Filling in the GAAP with Statistical Data and KPIs

Gaining deep insight into your operation requires access to more than GAAP financial data.

Including operational data in your reports and key performance indicators (KPIs) provides you with information that can help you identify trends, monitor your performance over time and against industry norms, and make more informed business decisions. Incorporating non-financial or statistical data in financial reports is a simple concept but elusive to realize. Why? Because many accounting applications don’t support it. Sage Intacct does. Here’s how.

What is a statistical account?

Statistical accounts in Sage Intacct allow you to capture and include statistical or operational data in financial reports. Statistical data is simply non-financial data that is important to your business. Common examples of statistical data are the number of employees or number of days in the month, square footage, sales rep, sales region, or employee hours.

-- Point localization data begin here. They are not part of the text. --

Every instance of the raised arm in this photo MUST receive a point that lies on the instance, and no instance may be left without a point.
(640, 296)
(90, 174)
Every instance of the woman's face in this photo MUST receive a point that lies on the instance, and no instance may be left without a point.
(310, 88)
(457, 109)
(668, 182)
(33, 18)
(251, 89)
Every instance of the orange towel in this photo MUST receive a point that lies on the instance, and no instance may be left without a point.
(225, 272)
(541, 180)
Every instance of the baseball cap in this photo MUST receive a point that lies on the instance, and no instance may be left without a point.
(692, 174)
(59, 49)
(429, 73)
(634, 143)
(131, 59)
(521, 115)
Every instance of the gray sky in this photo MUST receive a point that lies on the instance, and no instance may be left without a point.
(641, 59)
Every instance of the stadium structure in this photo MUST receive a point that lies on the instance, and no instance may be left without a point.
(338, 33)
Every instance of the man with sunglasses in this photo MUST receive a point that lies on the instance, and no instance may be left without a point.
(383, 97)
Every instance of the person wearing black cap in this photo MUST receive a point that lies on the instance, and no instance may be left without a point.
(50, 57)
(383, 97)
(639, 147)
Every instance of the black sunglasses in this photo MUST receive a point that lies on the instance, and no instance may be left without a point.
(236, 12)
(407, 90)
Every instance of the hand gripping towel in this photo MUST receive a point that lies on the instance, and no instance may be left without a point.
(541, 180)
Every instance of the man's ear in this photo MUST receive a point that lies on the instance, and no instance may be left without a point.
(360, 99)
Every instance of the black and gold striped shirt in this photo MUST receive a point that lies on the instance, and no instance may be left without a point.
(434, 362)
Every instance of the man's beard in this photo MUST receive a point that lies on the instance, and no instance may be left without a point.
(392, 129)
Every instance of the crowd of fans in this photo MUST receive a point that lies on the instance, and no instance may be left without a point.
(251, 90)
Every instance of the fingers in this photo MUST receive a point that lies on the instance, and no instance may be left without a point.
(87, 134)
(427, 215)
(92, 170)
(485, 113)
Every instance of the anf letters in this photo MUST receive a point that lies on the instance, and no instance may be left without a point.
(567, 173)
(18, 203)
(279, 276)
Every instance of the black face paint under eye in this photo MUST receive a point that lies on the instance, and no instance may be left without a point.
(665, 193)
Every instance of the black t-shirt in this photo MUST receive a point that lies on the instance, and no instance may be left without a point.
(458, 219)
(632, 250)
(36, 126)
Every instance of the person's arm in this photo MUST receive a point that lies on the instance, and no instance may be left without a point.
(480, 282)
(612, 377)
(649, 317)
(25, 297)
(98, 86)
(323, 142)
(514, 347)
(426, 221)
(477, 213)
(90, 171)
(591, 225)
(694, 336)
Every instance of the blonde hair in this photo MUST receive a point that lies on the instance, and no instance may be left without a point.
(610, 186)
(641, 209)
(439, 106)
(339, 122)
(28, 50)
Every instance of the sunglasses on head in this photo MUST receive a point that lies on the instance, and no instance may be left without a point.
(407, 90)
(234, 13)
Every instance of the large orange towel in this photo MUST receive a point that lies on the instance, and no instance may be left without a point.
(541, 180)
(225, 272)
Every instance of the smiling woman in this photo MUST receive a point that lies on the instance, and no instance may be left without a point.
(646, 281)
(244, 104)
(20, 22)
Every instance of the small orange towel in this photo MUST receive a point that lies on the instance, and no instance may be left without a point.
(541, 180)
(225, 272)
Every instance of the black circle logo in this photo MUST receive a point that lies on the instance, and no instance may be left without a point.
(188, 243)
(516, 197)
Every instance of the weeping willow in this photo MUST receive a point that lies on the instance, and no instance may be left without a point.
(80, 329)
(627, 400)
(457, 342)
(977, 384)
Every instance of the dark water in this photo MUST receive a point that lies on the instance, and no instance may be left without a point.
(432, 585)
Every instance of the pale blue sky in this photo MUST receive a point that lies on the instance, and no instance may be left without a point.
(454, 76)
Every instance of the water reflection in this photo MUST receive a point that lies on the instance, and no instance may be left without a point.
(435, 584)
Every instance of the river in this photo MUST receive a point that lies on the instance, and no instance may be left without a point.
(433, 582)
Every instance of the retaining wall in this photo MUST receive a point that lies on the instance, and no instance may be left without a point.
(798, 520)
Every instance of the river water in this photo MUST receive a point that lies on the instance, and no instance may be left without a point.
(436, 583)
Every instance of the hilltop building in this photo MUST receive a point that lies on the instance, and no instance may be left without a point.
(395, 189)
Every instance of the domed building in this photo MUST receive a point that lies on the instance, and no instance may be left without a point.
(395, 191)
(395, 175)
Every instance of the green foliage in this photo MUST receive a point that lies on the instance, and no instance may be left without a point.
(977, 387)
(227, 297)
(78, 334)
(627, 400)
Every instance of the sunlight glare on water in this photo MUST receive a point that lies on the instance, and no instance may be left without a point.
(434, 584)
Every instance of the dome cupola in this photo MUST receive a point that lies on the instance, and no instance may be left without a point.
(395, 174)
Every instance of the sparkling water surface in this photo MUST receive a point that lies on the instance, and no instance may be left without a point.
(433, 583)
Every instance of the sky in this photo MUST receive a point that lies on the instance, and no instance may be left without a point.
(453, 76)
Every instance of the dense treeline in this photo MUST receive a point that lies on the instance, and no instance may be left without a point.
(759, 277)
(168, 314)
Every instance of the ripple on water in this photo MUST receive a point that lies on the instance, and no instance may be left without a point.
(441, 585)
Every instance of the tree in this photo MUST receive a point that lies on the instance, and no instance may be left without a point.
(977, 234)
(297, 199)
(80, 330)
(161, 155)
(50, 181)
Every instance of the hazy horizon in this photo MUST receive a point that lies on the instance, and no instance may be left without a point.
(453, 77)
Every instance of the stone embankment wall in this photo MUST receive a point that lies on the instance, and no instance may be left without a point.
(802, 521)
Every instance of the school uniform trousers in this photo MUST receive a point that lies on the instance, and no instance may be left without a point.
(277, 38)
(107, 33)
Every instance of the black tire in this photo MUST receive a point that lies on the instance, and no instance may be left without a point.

While financial reports can show you how much profit the company made last quarter, add statistical or operational data into the mix and you can see how that profit shook out by region, department, employee, product line, and dozens of other attributes.

Why is it so tough to include statistical/non-financial data in reports?

Traditionally it’s been challenging to include operational data in reports because it requires that the software collect the attribute along with every transaction. So, for example, if you want to track the costs and sales associated with a trade show, you’ll need to be able to tag every transaction with the correct trade show. Since most legacy ERP applications don’t support this, companies either bloat their chart of accounts with additional segments to track the data or resorted to using Excel for all their reporting needs — or both.

How does Sage Intacct make it easy to track and report on statistical data?

Sage Intacct supports statistical accounts and it also supports dimensions. Think of dimensions as a way to tag transactions with a piece (actually many pieces) of operational data. The software allows you to update statistical accounts with dimension data. Say you are tracking Employee Count in a statistical account. You’d establish Employee as a dimension and when you enter a new employee into the dimension field of a transaction, the statistical account’s count gets updated too.

Can you give me some more examples?

Let’s say you run a professional services business. It’s easy enough for any accounting package to track revenue in the form of project billings. But what if what you’d really like to see is how many hours have been logged on a project by an employee or how many hours you’ve budgeted to a project. Or more — maybe you’d like to see your average revenue per hour billed and utilization rates and compare these values across time, projects, customers, and budgets.

Or imagine that you own a busy hotel. You could track the number of rooms occupied nightly in a statistical account and then report upon that statistic in a multitude of ways — average daily occupancy, occupancy by month, year, or property, for example.

One more example — say you run a nonprofit organization and want to know how much revenue you collected per attendee at the last benefit event. Or you want to track how many individuals your organization helped last year —by fund, grant, or geographical region. Or maybe it’s the number of volunteers contributing time to any given program and how that varies from month-to-month. Statistical counts, along with dimensions, can help.

How can I use the data?

Sage Intacct provides powerful reporting capabilities where financial information from the general ledger can be instantly combined with nonfinancial data to create real time dashboards, KPIs and metrics measuring what is really going on in your business.